Determination of Henry's Law Constant Using Diffusion in Air and Water Boundary Layers

Abstract

A simple and precise method for determining the Henry’s law constant for hydrophobic organic chemicals was developed. Henry’s law constants were obtained as air–water partition coefficients in a dilute solution from the two partition coefficients between polydimethylsiloxane (PDMS) and air (KPDMSa) and between PDMS and water (KPDMSw). Measurements of the low concentrations in air or water at phase equilibrium were avoided. Instead, the KPDMSa and KPDMSw values were obtained by measuring the mass transfer rate constants in a boundary layer and relating them with KPDMSa and KPDMSw using a film diffusion model.
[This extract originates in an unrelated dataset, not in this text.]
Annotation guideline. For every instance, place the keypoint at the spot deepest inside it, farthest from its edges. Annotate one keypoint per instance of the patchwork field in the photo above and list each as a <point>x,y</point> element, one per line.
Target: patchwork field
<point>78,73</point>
Twenty hydrophobic chemicals (11 polycyclic aromatic hydrocarbons, 5 chlorinated benzenes, 2 phthalate esters, and 2 aromatic nitro musks) with literature values of the Henry’s law constant ranging from 10–2 to 102 Pa·m3·mol–1 were chosen to evaluate the method. The Henry’s law constants derived in this study agreed very well with the experimentally determined values from the literature. Because the proposed method provides a fast and simple method for measuring the Henry’s law constant within three days, it is a very promising method for generating the Henry’s law constants widely used in the assessment of the environmental fate of hydrophobic chemicals.